After Hurricane Maria, This Company Helped Their Neighbors, Supported the Community & Made Their Deadline
Business Solutions After a hurricane or natural disaster, business survival depends on a cooperative community and good communication with customers.
As Hurricane Maria approached Puerto Rico in September, 2017, Wovenware, an artificial intelligence and software company, was on deadline with customers outside the island. “This put us in a challenging position very fast,” explained Carlos Melendez, COO. It wasn’t his customers’ fault that the company would be affected by the storm, so delivering the product had to be a top priority.
The immediate aftermath
The first challenge came before the storm struck the island. Wovenware lost power. Melendez moved to another facility with power and delivered the software before the storm. However, there were still customers depending on support and product delivery. “Post-storm, our priority was to communicate with customers,” he said.
There are stages to hurricane response. On the day the storm hits, there is nothing you can do but wait it out. In the immediate aftermath, your focus is your family and community.
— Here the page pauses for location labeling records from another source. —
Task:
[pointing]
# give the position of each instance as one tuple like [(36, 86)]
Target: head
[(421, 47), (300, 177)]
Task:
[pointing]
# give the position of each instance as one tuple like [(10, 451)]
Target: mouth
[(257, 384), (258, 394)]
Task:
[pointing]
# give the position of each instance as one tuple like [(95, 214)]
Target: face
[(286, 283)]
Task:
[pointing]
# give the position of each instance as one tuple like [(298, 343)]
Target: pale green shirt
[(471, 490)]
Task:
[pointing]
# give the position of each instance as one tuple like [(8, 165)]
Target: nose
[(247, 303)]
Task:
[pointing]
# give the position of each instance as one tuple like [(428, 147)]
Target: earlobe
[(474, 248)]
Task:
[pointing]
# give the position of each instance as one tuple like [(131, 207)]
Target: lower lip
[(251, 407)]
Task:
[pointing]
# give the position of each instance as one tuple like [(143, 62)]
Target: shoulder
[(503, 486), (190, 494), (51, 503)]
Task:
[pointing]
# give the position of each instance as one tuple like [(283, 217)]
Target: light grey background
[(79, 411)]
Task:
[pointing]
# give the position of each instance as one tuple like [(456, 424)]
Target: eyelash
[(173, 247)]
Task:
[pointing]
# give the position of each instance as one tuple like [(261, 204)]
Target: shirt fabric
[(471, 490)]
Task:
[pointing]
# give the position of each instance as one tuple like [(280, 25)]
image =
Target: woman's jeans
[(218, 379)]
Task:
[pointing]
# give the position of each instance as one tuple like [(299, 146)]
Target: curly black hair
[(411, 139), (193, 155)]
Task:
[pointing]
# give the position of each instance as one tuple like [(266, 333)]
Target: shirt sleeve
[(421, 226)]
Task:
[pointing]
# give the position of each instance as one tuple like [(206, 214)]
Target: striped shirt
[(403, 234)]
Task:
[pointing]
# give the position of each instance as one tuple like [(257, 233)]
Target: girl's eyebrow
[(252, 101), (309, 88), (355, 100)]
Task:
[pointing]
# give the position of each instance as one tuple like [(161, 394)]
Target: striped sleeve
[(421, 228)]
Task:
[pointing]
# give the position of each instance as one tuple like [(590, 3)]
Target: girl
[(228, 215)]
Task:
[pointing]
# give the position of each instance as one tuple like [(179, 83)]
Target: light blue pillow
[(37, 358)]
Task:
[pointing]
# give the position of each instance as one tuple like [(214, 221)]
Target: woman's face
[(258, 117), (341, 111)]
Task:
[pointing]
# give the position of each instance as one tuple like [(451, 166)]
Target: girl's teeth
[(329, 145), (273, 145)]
On the third day, Melendez was able to access a working phone and was able to contact his customers with regular updates. “You have to over-communicate with customers and let them know what’s happening.”
Take care of employees, too
But it was also important to take care of the employees who had no food, no water and no gas to come to work. Melendez arranged to have some of his employees work onsite at the customers’ facilities off the island. He used Wovenware’s facility as a base for his staff, a place where they could get water deliveries and cash advances.
On the day the storm hits, there is nothing you can do but wait it out. In the immediate aftermath, your focus is your family and community.
Knowing his employees were okay, Melendez reached out to his neighbors. He works with a non-profit called ConPRmetidos that helped small businesses survive the storm. The organization bought generators and distributed them to restaurants and stores to provide power, giving these businesses the ability to stay open.
“You gain nothing if others fail,” Melendez said. “It’s important to cooperate and help each other rather than compete.”